NEW year 1942 in Malaya would be the last for many allied servicemen and women, if they managed to last that long after Japan’s invasion began on December 8. Others would perish as prisoners while those who survived would not celebrate traditionally with their families until December 1945.

Just as family decorations are retrieved from the dark recesses of cupboards, dusted off and given their annual airing, each of the 80 Christmases since 1941 has presented an opportunity to bring out the myths, half-truths and lies about that ill-fated campaign.

None of those responsible for planning the defence remain to defend themselves.

There are few surviving veterans.

Yet the myths remain as strong as ever, starting with myth one, Singapore’s coastal guns.

As Singapore was assessed as most vulnerable from sea approaches, defences were concentrated on sea approaches.
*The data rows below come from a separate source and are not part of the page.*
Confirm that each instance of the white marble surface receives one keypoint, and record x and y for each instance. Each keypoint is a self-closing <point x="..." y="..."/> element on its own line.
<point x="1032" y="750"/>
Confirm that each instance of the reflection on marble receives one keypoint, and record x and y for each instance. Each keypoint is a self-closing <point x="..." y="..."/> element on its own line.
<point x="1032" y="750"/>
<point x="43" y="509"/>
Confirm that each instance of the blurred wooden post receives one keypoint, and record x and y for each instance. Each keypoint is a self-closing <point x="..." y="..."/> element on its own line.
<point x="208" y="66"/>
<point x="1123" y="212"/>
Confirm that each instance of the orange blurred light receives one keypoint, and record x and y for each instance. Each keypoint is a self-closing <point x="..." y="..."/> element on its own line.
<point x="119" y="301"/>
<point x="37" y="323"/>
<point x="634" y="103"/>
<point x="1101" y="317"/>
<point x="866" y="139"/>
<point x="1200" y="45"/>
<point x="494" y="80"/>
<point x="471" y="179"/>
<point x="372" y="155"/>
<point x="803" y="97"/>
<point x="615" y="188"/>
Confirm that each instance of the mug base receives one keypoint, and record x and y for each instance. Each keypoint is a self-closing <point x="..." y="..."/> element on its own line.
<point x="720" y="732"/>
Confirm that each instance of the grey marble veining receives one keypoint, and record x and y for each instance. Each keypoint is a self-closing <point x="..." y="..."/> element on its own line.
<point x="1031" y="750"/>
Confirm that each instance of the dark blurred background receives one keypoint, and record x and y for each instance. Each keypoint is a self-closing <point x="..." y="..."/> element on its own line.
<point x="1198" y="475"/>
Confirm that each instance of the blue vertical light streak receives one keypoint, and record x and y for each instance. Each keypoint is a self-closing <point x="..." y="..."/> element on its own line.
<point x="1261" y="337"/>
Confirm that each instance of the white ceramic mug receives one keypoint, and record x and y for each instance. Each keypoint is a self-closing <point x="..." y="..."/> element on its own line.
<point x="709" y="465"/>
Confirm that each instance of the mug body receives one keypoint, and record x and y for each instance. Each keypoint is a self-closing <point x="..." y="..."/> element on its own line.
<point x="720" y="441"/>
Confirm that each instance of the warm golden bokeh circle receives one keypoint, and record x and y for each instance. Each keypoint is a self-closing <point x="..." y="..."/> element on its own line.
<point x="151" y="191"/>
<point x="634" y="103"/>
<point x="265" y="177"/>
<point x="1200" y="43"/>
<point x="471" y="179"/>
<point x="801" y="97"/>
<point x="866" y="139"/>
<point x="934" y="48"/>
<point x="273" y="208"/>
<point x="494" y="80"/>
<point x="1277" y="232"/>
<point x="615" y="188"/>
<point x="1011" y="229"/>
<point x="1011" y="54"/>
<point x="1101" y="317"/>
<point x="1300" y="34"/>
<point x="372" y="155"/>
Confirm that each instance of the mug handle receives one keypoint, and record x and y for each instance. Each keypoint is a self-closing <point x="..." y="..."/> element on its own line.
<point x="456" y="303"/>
The Sentosa Island guns were, like those at Kissing Point, seawards-facing naval weapons with a low trajectory and not engineered to engage through 360 degrees.

In any event Japan did not invade from the sea, but through the less defended Malaya Peninsular, in three phases.

Defending land approaches requires more mobile firepower.

After amphibious landings in the north, the Japanese turned south towards Singapore where, until striking Australia’s 8th Division in Johore, the battle was primarily between opposing artillery, in which Japan held matériel superiority.

The defence of Johore Baru was a series of hard-fought ambushes until the allies withdrew across the Causeway to make a final stand in Singapore.

With insufficient troops and artillery support it was always going to be difficult and so it proved when Japanese General Yamashita bluffed his British opponent General Percival about cutting water supplies to the already suffering civilian population.

Myth two alleges Churchill was prepared to abandon Singapore and by extension Australia to concentrate on defeating Hitler in Europe. Britain received moral and matériel US support in Europe, however Churchill also gambled on the US defending its Pacific interests, which it did after Pearl Harbor.

Bad tactical decisions cost two critical ships, the Prince of Wales and the Repulse for lack of air cover, but the allies faced numerically superior, well equipped and experienced Japanese forces.

The allies were not fully prepared for war on any front and the outcome was almost a foregone conclusion.

Except for the POWs.

If their fate had been foreseen, many may have been more determined to fight on.